In 2005 Jim retired from Unisys when his job was off-shored to India. In his spare time Jim had enjoyed mountain climbing and backpacking in the Carolina mountains, trout fishing (he tied his own flies) and Revolutionary War reenacting as Fife Major of the 6th NC Continental Line, which he did with his wife Ann, becoming an expert on Military Musick of the 18th century.
In retirement Jim joined Ann in her historical pursuits, shifting his focus to the history of the colonial and early federal period in Mecklenburg County and North Carolina and to supporting local historic sites. He served as the Secretary-Treasurer for the Mecklenburg Historical Association, managing a weekly email of upcoming events at local historic sites to a list of over 1,600 people. He and Ann wrote and edited The Dandelion, the newsletter of the MHA Docents.
Jim served on the boards of Latta Plantation and Historic Rosedale where he served as co-president. Jim and Ann appeared often at local historic sites and before civic organizations in First Person Interpretation of historic characters. Jim also demonstrated the colonial craft of bookbinding which he reconstructed and interpreted from historic sources.
In studying the early history of Mecklenburg, Jim exhaustively examined the early records and wrote profiles on many of the early settlers which today provides a guide for interpretation of local historic sites, trails and walkways.

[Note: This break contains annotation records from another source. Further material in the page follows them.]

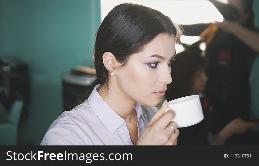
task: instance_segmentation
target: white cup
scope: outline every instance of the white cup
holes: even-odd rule
[[[178,128],[184,128],[197,124],[204,118],[200,98],[198,95],[183,97],[172,100],[167,103],[169,110],[176,113],[172,121],[175,122]]]

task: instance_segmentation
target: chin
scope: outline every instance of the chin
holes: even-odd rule
[[[148,104],[145,105],[151,107],[155,107],[159,105],[161,103],[161,101],[162,101],[162,98],[161,98],[159,100],[156,99],[150,100],[152,101],[149,102]]]

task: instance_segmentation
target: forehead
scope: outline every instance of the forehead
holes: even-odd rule
[[[173,35],[160,34],[145,46],[142,51],[136,54],[141,54],[144,58],[154,54],[170,58],[175,53],[175,44]]]

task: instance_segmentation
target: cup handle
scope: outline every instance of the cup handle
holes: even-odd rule
[[[174,110],[172,108],[170,108],[170,107],[168,107],[168,108],[167,108],[165,109],[165,113],[166,113],[166,112],[167,112],[167,111],[168,111],[169,110]],[[176,114],[176,113],[175,113],[175,111],[174,111],[174,112],[175,112],[175,113]],[[176,115],[175,115],[176,116]],[[171,120],[171,121],[172,121],[172,122],[175,122],[176,123],[177,123],[177,122],[176,122],[176,121],[175,121],[175,120],[174,119],[172,119],[172,120]]]

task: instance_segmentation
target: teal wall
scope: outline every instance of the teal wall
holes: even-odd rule
[[[29,117],[21,145],[39,145],[62,111],[61,77],[89,66],[100,0],[0,0],[0,56],[28,64]]]

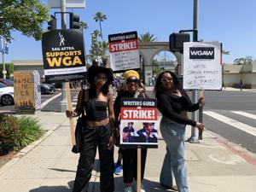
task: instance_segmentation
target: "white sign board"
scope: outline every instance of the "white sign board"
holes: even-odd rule
[[[113,72],[140,68],[137,32],[108,35],[110,65]]]
[[[188,42],[183,44],[183,89],[221,90],[221,44]]]
[[[49,0],[51,9],[61,8],[61,0]],[[85,0],[66,0],[66,8],[85,8]]]

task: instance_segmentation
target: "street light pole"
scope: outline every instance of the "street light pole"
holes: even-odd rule
[[[61,28],[67,29],[66,25],[66,0],[61,0]],[[66,94],[66,83],[62,83],[62,90],[61,90],[61,112],[66,112],[67,101],[67,94]]]
[[[193,42],[198,41],[198,0],[194,0],[194,12],[193,12]],[[192,102],[197,102],[197,90],[192,91]],[[192,119],[198,121],[198,111],[192,113]],[[188,142],[192,143],[198,143],[198,131],[195,126],[191,126],[191,137]]]

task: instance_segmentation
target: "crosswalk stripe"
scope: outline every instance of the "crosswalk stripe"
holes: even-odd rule
[[[246,112],[242,112],[242,111],[231,111],[231,113],[256,119],[256,115],[255,114],[251,114],[249,113],[246,113]]]
[[[204,113],[208,115],[208,116],[211,116],[211,117],[212,117],[212,118],[214,118],[214,119],[218,119],[218,120],[219,120],[223,123],[228,124],[231,126],[236,127],[236,129],[239,129],[241,131],[243,131],[247,133],[249,133],[249,134],[256,137],[256,128],[255,127],[253,127],[253,126],[247,125],[246,124],[241,123],[237,120],[235,120],[231,118],[228,118],[228,117],[225,117],[224,115],[218,114],[215,112],[205,111]]]

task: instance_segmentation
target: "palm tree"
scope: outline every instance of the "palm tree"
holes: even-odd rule
[[[139,42],[155,42],[157,40],[156,38],[154,37],[153,34],[149,32],[146,32],[145,34],[142,34],[139,38]]]
[[[107,67],[107,61],[109,59],[108,41],[99,42],[99,55],[102,57],[102,66]]]
[[[98,11],[97,13],[96,13],[95,17],[93,19],[96,22],[99,22],[99,24],[100,24],[101,37],[102,37],[102,40],[103,40],[102,30],[102,21],[104,21],[104,20],[107,20],[107,16],[106,16],[106,15]]]
[[[83,32],[83,35],[84,35],[84,29],[87,29],[88,28],[88,24],[86,22],[84,21],[80,21],[79,24],[80,27],[82,28],[82,32]],[[86,62],[86,47],[85,47],[85,41],[84,41],[84,54],[85,54],[85,62]],[[86,62],[87,63],[87,62]]]

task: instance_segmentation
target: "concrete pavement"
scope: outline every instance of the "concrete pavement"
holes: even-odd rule
[[[0,189],[4,192],[72,191],[79,154],[71,152],[69,121],[61,113],[35,115],[47,132],[20,151],[0,169]],[[187,137],[190,135],[188,126]],[[254,192],[256,155],[206,131],[200,144],[186,143],[189,184],[191,192]],[[166,191],[159,184],[166,153],[148,149],[144,186],[147,191]],[[117,149],[115,149],[115,160]],[[89,192],[99,192],[99,160],[96,158]],[[121,176],[115,176],[115,191],[124,191]]]

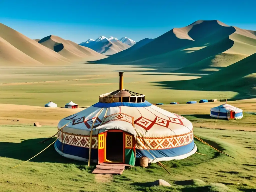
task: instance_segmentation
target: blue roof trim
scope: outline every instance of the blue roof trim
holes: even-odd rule
[[[143,103],[130,103],[129,102],[118,102],[116,103],[97,103],[92,106],[95,107],[103,108],[104,107],[113,107],[120,106],[125,106],[132,107],[144,107],[151,106],[152,104],[146,101]]]

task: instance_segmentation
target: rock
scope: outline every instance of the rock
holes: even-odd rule
[[[34,123],[34,126],[39,127],[42,126],[42,125],[41,125],[41,124],[38,122],[35,122],[35,123]]]
[[[172,186],[168,182],[165,181],[163,179],[158,179],[155,181],[152,182],[152,186],[154,185],[162,185],[167,187],[170,187]]]

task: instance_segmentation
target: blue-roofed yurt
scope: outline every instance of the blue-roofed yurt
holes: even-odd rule
[[[199,101],[199,103],[208,103],[208,100],[207,99],[201,99]]]
[[[119,76],[119,90],[60,121],[58,130],[63,128],[55,143],[57,151],[77,160],[132,165],[143,156],[155,163],[195,153],[191,122],[152,105],[144,95],[124,89],[123,72]]]
[[[197,102],[195,101],[188,101],[186,103],[187,104],[192,104],[193,103],[196,103]]]
[[[211,116],[222,119],[241,119],[243,110],[228,104],[221,105],[211,109]]]

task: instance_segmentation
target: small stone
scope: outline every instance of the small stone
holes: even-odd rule
[[[161,179],[157,180],[155,181],[152,182],[151,183],[151,185],[152,186],[154,186],[154,185],[162,185],[167,187],[170,187],[172,186],[171,184],[168,183],[168,182],[165,181],[164,180]]]
[[[35,122],[34,123],[34,126],[39,127],[42,126],[42,125],[41,125],[41,124],[38,122]]]

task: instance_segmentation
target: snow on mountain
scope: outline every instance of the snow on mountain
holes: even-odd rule
[[[122,43],[125,43],[131,46],[132,46],[136,42],[131,39],[127,38],[126,37],[123,37],[119,40]]]
[[[110,36],[110,37],[108,38],[108,39],[110,41],[112,42],[114,42],[115,41],[120,41],[117,38],[114,37],[112,36]]]
[[[96,42],[99,42],[99,41],[105,41],[108,40],[108,39],[107,38],[102,35],[96,39],[95,41]]]
[[[86,41],[85,42],[85,43],[89,43],[91,42],[92,41],[95,41],[95,40],[94,40],[94,39],[89,39]]]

In 2012 Jim and Ann researched and wrote a history of the family of Major John Davidson of Rural Hill, funded by the Arts and Science Council, and presented their findings at a number of venues including the national convention of ALHFAM in 2013. Later they published this research as The Davidson Family of Rural Hill, North Carolina, which was published by McFarland Books in January 2020.
On 20 February, 2020 Ann died after a six-year adventure with bladder cancer. During the COVID-19 epidemic Jim continued the weekly emails, and in place of a calendar of local events, shared short history lessons each week. These proved so popular that they sparked conversations, lengthy email discussions and guest posts.
A memorial service will be held at the Hankins and Whittington Funeral Home on Saturday, January 2nd at 2PM and on line at Jim Williams. The family requests that attendees of the memorial adhere to Covid safety protocols including social distancing, wearing a mask and not attending if any symptoms of a cough or cold are present. Jim will be interred with Ann in their plot at Charlotte’s historic Elmwood Cemetery.
Memorial gifts can be made to the historic site of the donor’s choice.